Work is very subjective. My normal comment on a repeater is you use it when your choice is no network or a crappy network.

A single repeater causes massive degradation in the service so I really have no idea when you chain them.

The main problem even with a single repeater is how wireless works. It is a half duplex protocol everyone transmits into the same frequencies. What they do to make this work is they listen to see if anyone else is transmitting before they transmit if they don't hear someone then can transmit. The issue with a repeater it almost guarantees the end clients can not detect each other transmitting so it increase the likelyhood they transmit over the top of each other destroying the signal. When you have multiple repeaters all sending the same data you are going to get massive data overlap.

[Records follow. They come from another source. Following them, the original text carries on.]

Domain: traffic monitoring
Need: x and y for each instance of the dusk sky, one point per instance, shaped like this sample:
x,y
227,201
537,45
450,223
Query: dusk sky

The only way you can get this to really work is to design it as though you were going to cable it. You could use radio links from each device back to the central ubiquiti and then use a different radio on each device provide service to end users. This is the way repeaters used to be done before the mass marketers decided to sell 29.99 specials for home users. Using 2 different radios solve most the issues that a repeater causes.

depending on the exact model of tplink you might be able to load dd-wrt on the device and use say the 5g radio for backhaul and the 2.4g radio as a AP to server the users. The custom built devices from ubiquiti or engenious tend to do this function much better. You may need directional antenna on the backhaul signal to go the distance.